Une accélération marquée de la fortune des milliardaires dans le monde
Selon Oxfam, la fortune cumulée des milliardaires a augmenté de 16 % en 2025, un rythme de progression trois fois supérieur à la moyenne observée au cours des cinq années précédentes. Cette hausse rapide porte la richesse totale des milliardaires à environ 18 300 milliards d’euros, un niveau présenté comme le plus élevé jamais enregistré par l’organisation dans ses rapports annuels.
Cette dynamique s’inscrit dans une tendance plus longue. Oxfam indique que depuis 2020, la fortune des milliardaires a progressé de 81 % à l’échelle mondiale. En parallèle, le nombre de personnes disposant d’un patrimoine supérieur à un milliard de dollars a continué d’augmenter. Le seuil des 3 000 milliardaires dans le monde a été franchi pour la première fois en 2025, selon les données compilées par Oxfam à partir des classements internationaux de fortunes.

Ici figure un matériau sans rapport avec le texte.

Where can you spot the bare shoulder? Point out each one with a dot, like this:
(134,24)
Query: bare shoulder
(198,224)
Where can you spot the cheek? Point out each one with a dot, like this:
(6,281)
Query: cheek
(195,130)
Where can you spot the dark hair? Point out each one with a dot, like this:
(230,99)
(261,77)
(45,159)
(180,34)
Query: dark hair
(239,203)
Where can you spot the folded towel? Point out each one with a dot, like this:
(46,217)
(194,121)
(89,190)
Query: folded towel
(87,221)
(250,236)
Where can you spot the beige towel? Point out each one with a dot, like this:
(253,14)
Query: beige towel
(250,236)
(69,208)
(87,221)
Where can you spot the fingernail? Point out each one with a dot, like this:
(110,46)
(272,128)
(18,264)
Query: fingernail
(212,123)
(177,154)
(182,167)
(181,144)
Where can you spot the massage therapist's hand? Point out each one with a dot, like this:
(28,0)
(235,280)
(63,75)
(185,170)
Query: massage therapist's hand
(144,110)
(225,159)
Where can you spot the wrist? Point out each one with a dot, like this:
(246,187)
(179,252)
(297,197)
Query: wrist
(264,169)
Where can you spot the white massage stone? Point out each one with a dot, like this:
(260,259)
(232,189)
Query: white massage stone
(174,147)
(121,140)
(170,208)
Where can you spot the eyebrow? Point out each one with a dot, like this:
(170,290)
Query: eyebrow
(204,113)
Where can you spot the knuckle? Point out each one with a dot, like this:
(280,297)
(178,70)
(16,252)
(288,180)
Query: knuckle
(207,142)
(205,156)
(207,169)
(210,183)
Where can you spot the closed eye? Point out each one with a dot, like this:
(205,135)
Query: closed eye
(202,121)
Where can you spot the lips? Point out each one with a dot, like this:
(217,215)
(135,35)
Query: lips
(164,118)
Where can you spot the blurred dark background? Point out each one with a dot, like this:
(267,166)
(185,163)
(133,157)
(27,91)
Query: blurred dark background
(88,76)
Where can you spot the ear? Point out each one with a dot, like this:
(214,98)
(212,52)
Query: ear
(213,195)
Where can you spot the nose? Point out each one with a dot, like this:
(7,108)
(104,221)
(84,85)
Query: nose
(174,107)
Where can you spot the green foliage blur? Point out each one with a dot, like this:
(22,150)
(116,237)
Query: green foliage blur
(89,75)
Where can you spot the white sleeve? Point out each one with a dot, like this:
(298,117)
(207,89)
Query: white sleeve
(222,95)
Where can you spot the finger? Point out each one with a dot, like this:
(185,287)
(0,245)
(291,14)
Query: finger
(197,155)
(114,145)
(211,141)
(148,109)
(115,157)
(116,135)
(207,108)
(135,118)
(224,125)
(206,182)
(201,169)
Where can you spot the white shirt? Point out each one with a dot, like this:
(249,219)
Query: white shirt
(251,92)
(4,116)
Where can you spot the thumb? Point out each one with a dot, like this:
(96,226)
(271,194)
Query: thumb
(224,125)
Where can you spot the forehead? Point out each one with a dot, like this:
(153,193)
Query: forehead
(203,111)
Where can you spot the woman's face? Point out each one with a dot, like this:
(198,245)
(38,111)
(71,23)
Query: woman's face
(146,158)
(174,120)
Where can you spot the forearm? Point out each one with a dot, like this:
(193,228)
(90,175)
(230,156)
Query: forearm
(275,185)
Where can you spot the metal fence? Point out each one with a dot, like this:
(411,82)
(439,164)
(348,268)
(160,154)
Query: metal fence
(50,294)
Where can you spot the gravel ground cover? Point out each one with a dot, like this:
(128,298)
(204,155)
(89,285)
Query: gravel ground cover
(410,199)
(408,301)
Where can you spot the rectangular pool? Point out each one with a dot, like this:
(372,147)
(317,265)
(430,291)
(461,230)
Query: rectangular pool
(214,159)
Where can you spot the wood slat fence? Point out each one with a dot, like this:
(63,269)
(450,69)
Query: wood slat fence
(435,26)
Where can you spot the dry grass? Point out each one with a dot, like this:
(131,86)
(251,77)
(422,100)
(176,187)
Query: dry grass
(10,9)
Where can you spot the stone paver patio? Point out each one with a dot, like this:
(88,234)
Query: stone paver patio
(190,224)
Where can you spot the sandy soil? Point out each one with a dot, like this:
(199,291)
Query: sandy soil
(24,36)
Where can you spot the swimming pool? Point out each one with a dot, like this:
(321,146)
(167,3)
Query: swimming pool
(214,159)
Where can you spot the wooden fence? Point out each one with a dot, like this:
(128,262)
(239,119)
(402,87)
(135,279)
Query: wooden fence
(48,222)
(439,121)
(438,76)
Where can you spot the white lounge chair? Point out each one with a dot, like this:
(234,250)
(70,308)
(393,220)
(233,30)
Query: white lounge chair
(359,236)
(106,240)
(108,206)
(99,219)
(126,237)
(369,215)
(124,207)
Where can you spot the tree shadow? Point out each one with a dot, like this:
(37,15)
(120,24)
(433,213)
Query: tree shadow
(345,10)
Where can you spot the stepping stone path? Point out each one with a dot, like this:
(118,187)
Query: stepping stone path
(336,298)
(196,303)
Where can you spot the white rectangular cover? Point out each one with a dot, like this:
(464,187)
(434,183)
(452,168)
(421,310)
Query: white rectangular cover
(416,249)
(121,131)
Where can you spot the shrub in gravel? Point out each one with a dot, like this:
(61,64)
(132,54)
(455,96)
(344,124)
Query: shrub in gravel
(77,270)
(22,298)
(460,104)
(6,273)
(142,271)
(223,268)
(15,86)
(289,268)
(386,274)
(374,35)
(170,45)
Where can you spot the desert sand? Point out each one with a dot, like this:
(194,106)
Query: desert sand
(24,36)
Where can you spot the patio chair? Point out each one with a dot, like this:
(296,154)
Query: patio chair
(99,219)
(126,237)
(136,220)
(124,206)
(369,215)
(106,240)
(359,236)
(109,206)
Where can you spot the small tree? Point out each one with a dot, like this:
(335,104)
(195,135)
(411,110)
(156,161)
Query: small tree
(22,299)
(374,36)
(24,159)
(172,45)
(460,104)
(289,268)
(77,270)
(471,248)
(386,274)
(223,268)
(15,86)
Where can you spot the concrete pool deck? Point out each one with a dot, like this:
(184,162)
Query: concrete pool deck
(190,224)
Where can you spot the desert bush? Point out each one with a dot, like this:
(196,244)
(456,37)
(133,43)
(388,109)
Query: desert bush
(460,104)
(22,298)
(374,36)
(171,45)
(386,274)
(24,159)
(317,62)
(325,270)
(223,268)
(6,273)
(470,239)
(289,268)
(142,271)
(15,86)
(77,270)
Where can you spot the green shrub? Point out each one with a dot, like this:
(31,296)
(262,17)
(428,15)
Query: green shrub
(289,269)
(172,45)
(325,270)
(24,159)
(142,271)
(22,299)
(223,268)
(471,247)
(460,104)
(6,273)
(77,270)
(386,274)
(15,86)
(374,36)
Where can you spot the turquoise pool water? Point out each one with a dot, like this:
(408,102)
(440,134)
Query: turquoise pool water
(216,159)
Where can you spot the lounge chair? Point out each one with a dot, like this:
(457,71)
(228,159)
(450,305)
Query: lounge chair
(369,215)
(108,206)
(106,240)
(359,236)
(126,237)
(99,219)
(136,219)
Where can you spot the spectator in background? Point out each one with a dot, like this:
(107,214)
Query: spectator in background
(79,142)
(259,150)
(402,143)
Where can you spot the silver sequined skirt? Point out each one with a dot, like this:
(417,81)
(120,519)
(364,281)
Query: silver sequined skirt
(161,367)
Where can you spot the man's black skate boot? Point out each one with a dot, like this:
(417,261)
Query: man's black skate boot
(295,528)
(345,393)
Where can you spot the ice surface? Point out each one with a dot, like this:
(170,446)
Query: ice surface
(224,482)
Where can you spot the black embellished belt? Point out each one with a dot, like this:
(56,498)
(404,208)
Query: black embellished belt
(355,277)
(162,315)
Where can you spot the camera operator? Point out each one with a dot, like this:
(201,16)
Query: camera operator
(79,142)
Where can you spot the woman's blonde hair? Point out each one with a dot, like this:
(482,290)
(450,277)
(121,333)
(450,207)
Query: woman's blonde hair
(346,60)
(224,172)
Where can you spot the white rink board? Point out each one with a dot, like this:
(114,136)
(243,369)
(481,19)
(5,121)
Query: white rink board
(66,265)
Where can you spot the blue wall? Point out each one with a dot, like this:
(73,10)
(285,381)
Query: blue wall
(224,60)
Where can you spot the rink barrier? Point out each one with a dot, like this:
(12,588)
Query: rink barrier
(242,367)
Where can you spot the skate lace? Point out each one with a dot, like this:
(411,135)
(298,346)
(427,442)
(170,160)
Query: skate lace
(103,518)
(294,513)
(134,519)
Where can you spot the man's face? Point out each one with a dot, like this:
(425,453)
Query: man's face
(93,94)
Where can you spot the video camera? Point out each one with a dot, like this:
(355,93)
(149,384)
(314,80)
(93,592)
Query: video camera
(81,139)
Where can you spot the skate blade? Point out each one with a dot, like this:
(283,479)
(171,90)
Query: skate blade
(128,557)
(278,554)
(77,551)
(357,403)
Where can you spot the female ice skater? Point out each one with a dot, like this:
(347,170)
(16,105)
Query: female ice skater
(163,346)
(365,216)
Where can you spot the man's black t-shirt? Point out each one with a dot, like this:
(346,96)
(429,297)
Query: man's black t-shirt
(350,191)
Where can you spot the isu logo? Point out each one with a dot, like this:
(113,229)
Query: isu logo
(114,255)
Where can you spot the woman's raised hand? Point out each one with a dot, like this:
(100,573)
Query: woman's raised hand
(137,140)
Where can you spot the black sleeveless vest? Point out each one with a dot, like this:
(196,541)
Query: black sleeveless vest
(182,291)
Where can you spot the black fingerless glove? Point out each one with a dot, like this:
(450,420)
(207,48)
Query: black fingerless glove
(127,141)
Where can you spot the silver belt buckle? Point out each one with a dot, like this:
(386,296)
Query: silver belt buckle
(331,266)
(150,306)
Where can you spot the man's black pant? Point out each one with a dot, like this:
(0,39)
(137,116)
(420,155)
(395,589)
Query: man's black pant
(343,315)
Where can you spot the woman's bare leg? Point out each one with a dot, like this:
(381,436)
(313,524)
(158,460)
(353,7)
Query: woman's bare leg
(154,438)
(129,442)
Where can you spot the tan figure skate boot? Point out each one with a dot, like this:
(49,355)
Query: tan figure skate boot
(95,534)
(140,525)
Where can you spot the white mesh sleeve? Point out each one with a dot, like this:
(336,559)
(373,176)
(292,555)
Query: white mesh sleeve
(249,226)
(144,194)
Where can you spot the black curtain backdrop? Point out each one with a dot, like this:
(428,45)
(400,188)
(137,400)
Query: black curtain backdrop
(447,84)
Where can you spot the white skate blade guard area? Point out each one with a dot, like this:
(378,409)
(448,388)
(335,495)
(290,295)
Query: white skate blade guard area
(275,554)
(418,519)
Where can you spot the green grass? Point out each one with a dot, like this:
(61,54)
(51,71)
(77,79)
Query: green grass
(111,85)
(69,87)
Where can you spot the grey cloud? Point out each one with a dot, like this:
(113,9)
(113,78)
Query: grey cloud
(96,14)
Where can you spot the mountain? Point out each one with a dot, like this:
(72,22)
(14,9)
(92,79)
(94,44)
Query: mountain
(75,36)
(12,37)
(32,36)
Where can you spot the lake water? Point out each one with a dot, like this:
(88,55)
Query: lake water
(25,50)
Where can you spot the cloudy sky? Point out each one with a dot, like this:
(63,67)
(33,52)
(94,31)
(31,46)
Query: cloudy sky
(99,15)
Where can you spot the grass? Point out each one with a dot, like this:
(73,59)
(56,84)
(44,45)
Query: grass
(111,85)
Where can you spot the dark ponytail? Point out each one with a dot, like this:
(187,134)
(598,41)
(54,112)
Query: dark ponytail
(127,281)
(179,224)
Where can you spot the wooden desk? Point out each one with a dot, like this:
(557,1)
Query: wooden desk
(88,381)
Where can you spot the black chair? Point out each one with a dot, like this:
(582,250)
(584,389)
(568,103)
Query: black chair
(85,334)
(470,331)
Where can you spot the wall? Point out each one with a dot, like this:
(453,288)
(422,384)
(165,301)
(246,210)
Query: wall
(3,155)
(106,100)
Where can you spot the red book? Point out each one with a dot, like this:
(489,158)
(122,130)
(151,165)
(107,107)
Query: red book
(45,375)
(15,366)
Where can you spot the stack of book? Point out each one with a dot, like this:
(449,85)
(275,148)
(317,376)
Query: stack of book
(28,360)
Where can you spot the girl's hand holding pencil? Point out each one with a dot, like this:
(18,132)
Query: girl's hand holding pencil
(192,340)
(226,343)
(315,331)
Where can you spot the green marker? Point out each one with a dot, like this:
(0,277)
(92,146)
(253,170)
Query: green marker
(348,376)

Une création de richesse concentrée dans un contexte d’inégalités persistantes
L’augmentation rapide de la fortune des milliardaires contraste avec l’évolution plus lente des indicateurs sociaux globaux. Oxfam rappelle qu’environ une personne sur quatre dans le monde est confrontée à une situation d’insécurité alimentaire, tandis que près de la moitié de la population mondiale vit sous le seuils de pauvreté. Sur la même période, la réduction de la pauvreté mondiale reste globalement stable par rapport à 2019.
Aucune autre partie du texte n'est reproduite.